Gait Change in Dual Task as a Behavioral Marker to Detect Mild Cognitive Impairment in Elderly Persons: A Systematic Review and Meta-analysis
Abstract
Objectives: To systematically summarize the evidence of gait tests as screening tools for mild cognitive impairment (MCI).
Data sources: Electronic database searches were conducted in PubMed, EBSCO, Cochrane, Web of Science, Ovid, China National Knowledge Infrastructure, WanFang, and SinoMed, and studies published before November 30, 2018, were included.
Study selection: Synonyms of MCI, gait, and cognitive-motor interference (CMI) were searched. Studies that analyzed gait change of people with MCI in single- or dual-task gait tests were included.

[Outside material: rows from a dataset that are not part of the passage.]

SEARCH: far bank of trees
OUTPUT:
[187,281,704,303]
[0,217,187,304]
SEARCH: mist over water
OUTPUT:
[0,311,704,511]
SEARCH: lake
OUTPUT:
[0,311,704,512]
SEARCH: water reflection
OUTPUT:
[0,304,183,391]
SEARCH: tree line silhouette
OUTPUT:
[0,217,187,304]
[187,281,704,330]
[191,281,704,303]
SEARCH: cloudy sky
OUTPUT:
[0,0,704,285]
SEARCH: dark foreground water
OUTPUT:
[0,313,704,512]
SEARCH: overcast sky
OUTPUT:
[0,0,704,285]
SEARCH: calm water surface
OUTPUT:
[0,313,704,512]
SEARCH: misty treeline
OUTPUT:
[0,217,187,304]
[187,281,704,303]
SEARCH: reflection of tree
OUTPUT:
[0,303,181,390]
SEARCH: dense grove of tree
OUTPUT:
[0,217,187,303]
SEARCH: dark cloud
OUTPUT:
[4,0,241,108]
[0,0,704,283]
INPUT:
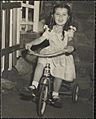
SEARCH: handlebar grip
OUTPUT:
[31,40,49,51]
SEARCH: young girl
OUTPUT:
[25,4,76,105]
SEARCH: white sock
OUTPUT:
[29,81,38,89]
[52,91,59,98]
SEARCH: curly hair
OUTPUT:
[47,3,72,37]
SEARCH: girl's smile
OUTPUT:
[54,8,69,26]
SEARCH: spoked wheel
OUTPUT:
[37,78,48,116]
[72,84,79,102]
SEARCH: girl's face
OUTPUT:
[54,8,69,26]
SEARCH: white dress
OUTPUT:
[38,26,76,81]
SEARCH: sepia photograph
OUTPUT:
[0,0,95,119]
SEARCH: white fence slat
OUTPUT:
[1,10,5,72]
[8,9,13,70]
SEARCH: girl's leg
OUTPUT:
[53,78,62,97]
[30,63,44,88]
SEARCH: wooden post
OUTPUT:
[8,9,13,70]
[1,10,5,72]
[16,8,21,57]
[25,1,29,31]
[33,1,40,32]
[4,9,10,70]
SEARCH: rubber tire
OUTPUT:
[37,84,48,117]
[72,84,80,103]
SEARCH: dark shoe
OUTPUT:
[20,87,36,97]
[52,97,63,108]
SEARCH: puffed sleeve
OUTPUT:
[42,25,50,39]
[68,26,76,40]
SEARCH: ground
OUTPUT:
[1,65,94,118]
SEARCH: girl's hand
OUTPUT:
[64,46,74,53]
[25,43,32,50]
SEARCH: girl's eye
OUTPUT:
[56,13,60,15]
[63,14,66,16]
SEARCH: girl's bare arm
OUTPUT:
[30,36,46,45]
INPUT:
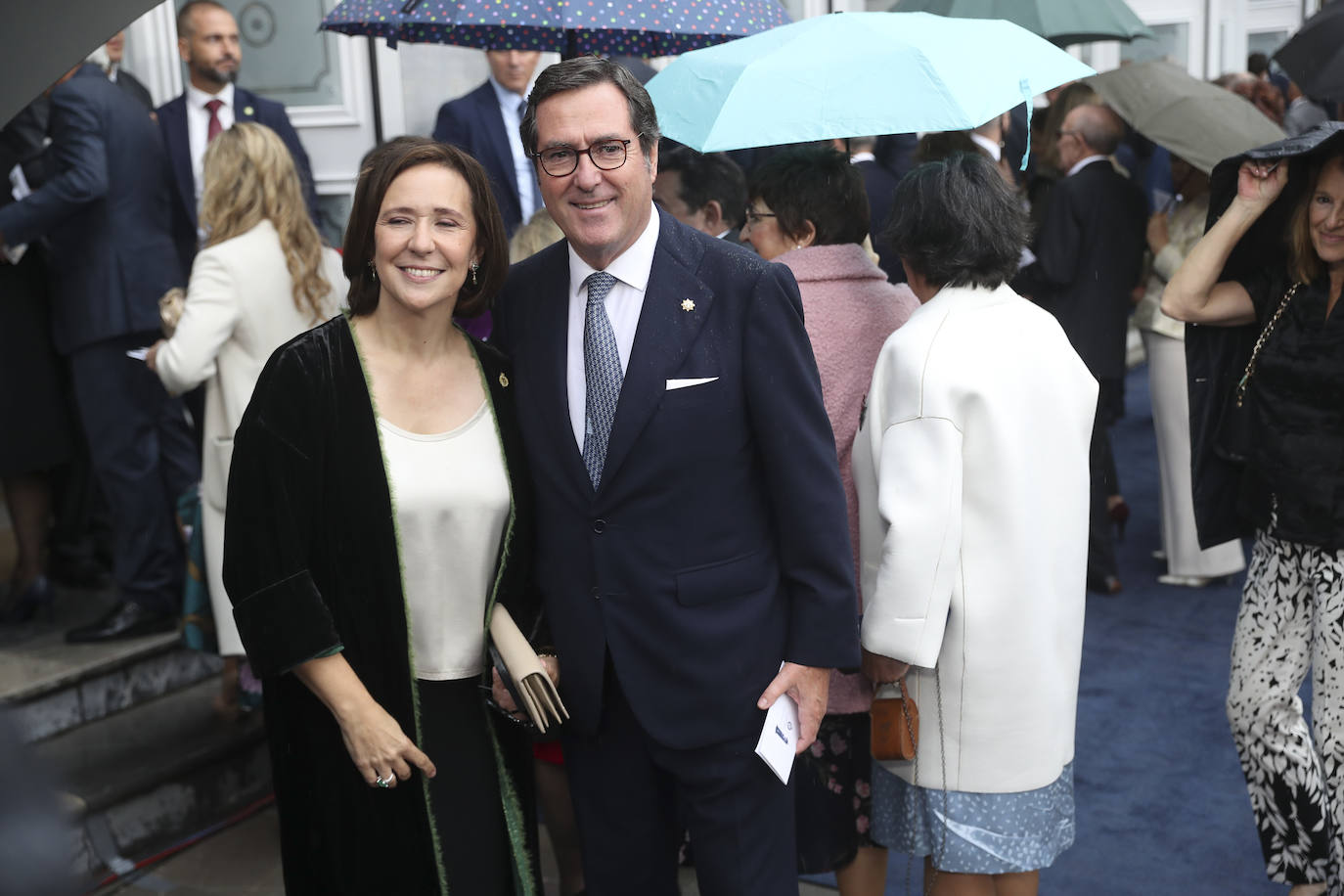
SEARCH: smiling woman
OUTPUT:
[224,138,554,896]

Data extraction: The quality of the included studies was assessed with Downs and Black methodological quality appraisal tools. Study characteristics, participants' characteristics, test descriptions, and results were extracted from the included studies.
Data synthesis: Twenty-two studies involving 1928 participants were included. Meta-analysis showed that gait velocity difference in dual task (effect size [ES]=-0.89) were more obvious than in single task (ES=-0.74) between older adults with and without MCI, and the ES increased with the complexity of cognitive load (countdown by 1s, ES=-0.83; verbal fluency, ES=-0.96; serial reduction by 7s, ES=-1.26). The dual-task cost of gait velocity showed high sensitivity (ES=0.90) in detecting MCI. Meta-regression analysis demonstrated strong criterion-related validity between the CMI of gait velocity and the Montreal Cognitive Assessment score.
Conclusions: In comparison with the single-task gait test, gait change under cognitive load is more pronounced in older adults with MCI. CMI of gait velocity can be a potential screening tool for MCI in elderly persons.